I correctly understood that 10 is a product of 2 and 5 which in turn forms the desired number 32?
Where did we get 32?
I correctly understood that 10 is a product of 2 and 5 which in turn forms the desired number 32?
On
$32$ is as stated in the solution of your problem the number of possible outcomes of this game. To count them all you could draw a tree, each layer of the tree representing the possible result from the flip of a coin and all the leaves representing the final 32 possible outcomes (of the type (hhhhh, hhhht, hhhth, hhhtt, etc.)
$10$ represents the number of way you have, out of those 32 possible outcomes, to get 3 heads (and winning therefore 30$)
Dividing the latter by the former gives you the probability you want to compute.

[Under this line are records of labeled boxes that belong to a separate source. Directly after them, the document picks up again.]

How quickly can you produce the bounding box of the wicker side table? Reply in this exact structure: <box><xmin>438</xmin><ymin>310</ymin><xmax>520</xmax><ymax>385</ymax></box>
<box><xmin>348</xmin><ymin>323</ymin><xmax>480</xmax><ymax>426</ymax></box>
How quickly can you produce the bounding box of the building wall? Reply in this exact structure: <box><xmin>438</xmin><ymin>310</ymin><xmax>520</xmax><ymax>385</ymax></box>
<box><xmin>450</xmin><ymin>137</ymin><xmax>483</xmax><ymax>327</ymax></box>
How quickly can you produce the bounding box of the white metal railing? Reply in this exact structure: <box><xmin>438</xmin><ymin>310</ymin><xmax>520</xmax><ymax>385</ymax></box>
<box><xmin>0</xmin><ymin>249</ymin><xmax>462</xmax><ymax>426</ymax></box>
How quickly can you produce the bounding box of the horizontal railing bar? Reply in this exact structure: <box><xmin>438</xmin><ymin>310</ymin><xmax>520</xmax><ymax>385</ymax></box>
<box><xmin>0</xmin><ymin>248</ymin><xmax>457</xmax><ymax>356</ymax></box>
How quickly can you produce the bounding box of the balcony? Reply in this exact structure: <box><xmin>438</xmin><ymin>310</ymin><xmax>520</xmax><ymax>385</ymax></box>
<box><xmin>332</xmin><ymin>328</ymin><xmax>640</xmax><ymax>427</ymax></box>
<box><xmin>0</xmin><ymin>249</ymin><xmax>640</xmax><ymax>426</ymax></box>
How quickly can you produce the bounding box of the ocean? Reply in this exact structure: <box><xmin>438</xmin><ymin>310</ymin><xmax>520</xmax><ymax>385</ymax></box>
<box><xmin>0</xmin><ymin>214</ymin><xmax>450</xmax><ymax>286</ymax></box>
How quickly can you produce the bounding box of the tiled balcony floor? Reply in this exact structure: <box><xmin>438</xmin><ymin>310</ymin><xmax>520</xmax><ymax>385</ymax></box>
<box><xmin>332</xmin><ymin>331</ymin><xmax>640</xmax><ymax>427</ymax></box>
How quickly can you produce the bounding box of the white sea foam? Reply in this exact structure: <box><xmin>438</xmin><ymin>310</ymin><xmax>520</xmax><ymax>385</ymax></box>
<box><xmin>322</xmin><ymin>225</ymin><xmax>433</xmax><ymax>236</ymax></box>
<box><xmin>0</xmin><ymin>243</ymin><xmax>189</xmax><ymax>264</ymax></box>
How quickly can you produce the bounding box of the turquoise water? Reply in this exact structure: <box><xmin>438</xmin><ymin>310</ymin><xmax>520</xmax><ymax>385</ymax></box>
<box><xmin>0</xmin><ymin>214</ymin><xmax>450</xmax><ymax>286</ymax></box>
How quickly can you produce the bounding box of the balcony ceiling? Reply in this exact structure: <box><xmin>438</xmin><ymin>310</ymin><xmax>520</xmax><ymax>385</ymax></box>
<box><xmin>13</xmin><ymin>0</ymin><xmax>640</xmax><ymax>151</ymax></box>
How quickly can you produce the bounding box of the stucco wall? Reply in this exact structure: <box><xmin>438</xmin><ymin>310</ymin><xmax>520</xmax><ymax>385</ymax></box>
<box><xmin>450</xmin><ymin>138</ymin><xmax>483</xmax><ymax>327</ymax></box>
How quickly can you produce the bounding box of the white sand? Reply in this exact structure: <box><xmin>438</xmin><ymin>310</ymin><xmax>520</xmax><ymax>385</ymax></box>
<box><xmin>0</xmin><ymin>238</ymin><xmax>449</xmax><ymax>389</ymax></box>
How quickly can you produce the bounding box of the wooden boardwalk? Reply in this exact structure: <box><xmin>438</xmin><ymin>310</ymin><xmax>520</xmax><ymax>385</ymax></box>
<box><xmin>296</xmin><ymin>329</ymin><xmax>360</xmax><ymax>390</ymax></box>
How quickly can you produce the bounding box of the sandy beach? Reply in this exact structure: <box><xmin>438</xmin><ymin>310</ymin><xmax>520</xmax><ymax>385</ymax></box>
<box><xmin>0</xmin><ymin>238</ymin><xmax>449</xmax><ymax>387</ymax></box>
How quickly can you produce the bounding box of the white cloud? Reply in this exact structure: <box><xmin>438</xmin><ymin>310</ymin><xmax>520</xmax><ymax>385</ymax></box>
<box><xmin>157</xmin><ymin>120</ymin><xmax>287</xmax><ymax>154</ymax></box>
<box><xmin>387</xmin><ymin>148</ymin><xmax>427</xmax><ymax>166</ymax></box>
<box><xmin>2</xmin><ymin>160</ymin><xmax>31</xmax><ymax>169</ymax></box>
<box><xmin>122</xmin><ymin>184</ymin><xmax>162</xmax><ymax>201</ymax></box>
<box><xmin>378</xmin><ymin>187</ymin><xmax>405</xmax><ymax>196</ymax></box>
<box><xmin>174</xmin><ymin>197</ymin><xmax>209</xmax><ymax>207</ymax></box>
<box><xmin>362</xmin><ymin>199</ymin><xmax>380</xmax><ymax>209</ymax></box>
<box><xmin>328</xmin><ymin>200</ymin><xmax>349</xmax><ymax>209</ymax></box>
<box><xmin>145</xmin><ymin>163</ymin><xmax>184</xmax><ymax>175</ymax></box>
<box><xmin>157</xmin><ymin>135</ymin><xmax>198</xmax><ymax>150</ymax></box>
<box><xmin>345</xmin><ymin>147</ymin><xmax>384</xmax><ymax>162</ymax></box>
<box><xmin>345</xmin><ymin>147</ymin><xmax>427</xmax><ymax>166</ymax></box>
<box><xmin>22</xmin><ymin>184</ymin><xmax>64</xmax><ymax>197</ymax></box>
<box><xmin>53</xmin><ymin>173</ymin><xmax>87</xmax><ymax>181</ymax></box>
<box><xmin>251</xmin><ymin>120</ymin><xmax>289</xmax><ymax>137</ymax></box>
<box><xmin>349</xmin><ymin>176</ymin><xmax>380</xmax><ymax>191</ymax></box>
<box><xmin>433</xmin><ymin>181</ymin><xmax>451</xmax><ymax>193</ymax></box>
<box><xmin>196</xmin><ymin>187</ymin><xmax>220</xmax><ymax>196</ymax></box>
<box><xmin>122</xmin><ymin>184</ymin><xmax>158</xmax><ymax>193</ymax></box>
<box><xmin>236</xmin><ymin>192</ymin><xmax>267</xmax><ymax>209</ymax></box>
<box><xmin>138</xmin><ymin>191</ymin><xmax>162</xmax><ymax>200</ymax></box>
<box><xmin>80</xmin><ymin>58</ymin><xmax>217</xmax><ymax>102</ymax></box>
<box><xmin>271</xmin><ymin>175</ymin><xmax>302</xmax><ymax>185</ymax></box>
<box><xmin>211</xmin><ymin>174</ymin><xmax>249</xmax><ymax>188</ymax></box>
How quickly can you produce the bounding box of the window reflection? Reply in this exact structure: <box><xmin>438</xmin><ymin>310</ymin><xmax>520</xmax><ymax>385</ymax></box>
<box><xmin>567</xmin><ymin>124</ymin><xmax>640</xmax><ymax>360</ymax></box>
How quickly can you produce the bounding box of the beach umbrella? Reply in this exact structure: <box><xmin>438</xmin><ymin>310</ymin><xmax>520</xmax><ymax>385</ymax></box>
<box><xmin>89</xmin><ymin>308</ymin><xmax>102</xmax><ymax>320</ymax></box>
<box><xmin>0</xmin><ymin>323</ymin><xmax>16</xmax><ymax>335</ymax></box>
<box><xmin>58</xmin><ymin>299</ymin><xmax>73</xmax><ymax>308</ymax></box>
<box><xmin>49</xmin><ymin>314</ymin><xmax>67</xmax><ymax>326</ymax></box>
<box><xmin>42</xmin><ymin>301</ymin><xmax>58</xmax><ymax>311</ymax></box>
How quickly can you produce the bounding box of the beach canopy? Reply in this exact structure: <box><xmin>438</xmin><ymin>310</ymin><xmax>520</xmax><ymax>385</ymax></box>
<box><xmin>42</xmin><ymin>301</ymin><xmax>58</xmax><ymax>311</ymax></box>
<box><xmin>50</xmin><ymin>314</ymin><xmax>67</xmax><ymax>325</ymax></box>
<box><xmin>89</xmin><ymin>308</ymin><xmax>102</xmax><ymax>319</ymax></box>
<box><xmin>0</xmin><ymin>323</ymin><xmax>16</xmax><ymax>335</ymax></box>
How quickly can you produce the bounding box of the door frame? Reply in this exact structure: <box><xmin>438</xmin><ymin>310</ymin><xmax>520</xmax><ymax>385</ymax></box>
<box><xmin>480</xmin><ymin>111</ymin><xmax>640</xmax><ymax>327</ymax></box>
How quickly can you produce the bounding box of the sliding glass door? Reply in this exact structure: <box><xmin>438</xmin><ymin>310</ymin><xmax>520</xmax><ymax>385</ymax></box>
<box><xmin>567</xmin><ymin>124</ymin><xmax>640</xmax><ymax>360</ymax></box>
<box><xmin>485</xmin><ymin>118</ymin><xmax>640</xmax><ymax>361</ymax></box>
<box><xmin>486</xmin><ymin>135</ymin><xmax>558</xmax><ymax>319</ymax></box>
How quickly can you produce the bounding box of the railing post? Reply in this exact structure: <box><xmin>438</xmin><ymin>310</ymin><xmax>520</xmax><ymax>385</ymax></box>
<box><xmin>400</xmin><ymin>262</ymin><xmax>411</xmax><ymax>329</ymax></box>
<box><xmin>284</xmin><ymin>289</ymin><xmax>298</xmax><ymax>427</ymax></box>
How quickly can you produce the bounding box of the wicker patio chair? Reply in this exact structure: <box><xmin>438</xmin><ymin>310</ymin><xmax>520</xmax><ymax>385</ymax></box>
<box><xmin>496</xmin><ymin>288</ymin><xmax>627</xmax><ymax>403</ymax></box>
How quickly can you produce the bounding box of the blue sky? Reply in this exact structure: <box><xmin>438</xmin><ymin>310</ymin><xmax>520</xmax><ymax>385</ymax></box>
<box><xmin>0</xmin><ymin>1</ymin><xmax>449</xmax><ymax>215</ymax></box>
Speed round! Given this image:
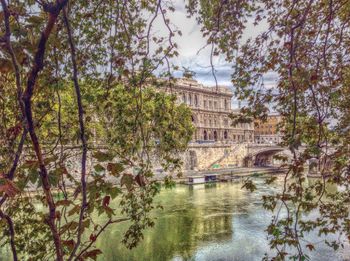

You have 32 possible sequences of outcomes, because you have two values per coin (head vs tail) and 5 independent throws, so $2 \times 2 \times 2 \times 2 \times 2 = 32$ many outcomes in total by the product counting rule. Every coin flip doubles the number of outcomes.
There are $\binom{5}{3}=\frac{120}{6 \times 2}=10$ places where three heads can be thrown vs the two tails. So $10$ of the sequences (HHHTT, HHTHT, HHTTH, HTHHT, etc.) give you $\$30$ payout. So the probability is $\frac{10}{32}=\frac{5}{16}$, a little under a half.